There was no testimony to show that Heather was dazed, excited, or hysterical, or that she was anything other than calm. The statement was not made until several hours after she had been returned to her home and was not made to her mother or grandmother, but brought out by interrogation. According to her grandfather, she was normal and playing in the yard at the time the police officer came to investigate the incident. The doctor who examined her stated that she was not visibly upset and was in fact withdrawn.
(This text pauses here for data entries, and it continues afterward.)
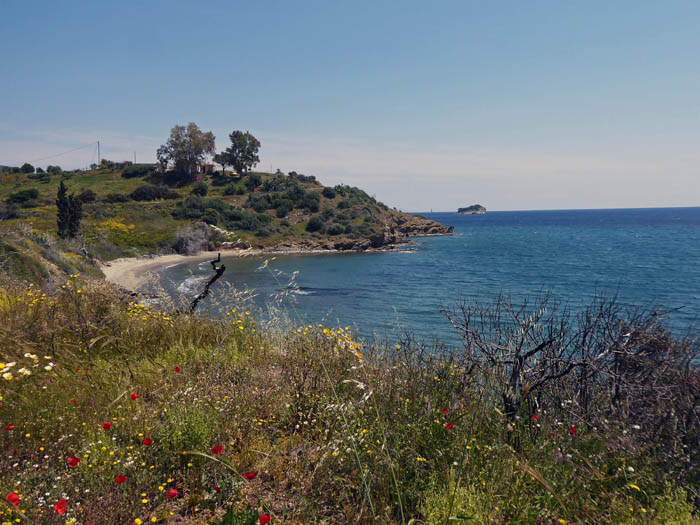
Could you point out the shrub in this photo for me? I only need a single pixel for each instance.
(336, 229)
(22, 196)
(201, 188)
(151, 193)
(138, 170)
(252, 181)
(314, 225)
(87, 196)
(191, 239)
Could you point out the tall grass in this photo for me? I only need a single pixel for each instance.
(304, 423)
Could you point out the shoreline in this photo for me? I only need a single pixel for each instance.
(132, 273)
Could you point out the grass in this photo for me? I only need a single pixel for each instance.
(222, 421)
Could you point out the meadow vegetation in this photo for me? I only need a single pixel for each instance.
(116, 412)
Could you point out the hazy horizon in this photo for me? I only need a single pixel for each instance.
(516, 107)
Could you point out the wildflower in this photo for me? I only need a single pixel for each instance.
(60, 507)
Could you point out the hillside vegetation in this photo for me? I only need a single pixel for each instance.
(112, 412)
(137, 210)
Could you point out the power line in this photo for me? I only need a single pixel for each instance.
(64, 153)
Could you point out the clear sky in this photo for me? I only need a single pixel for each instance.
(426, 105)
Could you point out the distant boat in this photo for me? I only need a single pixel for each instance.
(475, 209)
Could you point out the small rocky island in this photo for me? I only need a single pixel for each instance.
(475, 209)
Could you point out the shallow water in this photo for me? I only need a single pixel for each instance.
(649, 257)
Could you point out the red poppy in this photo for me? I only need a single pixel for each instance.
(60, 507)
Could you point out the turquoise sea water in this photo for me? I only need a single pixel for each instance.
(649, 257)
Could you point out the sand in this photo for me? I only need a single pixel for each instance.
(133, 272)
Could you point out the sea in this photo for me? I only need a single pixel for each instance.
(646, 257)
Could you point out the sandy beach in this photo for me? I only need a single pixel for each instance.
(133, 272)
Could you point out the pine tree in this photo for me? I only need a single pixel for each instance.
(64, 214)
(70, 212)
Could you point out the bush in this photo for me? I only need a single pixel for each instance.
(87, 196)
(336, 229)
(23, 196)
(314, 225)
(138, 170)
(115, 197)
(151, 193)
(201, 188)
(252, 181)
(191, 239)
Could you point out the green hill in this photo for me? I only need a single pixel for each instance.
(136, 211)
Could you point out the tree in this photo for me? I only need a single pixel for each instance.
(242, 154)
(222, 158)
(70, 212)
(186, 148)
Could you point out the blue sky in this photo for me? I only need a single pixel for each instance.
(427, 105)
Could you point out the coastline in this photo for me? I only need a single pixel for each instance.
(132, 273)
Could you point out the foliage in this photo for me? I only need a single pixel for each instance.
(151, 193)
(227, 420)
(22, 196)
(201, 188)
(70, 213)
(242, 154)
(186, 148)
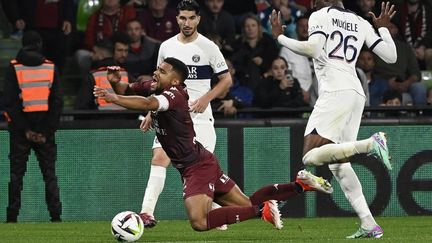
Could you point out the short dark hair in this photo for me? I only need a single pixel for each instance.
(105, 45)
(392, 94)
(179, 67)
(188, 5)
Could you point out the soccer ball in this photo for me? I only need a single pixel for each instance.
(127, 226)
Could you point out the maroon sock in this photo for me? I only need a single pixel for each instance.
(230, 215)
(279, 192)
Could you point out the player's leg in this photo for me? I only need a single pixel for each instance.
(325, 128)
(352, 189)
(155, 184)
(206, 135)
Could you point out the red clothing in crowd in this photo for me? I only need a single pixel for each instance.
(101, 26)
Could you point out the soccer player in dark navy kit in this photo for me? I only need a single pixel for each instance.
(203, 179)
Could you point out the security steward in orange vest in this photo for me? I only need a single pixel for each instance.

The appellee's reliance on Beausoliel v. United States, 107 F.2d 292 (D.C. Cir.1939), is misplaced. In that case, a mother was allowed to testify as to her conversations with her daughter shortly after the incident in question. However, the child also testified at the hearing. Additionally, the declarations of the child were made under such circumstances and so recently after the occurrence that the idea of reflection or deliberation was precluded. In the case sub *461 judice, Heather did not testify, and the state laid no other predicate to show that Heather was under the stress of excitement caused by the event at the time the statement was made.

In view of our holding concerning Heather's statements, it is not necessary to consider the appellant's other points on appeal.

We reverse and remand for a new trial.

BOARDMAN, A.C.J., and DANAHY, J., concur.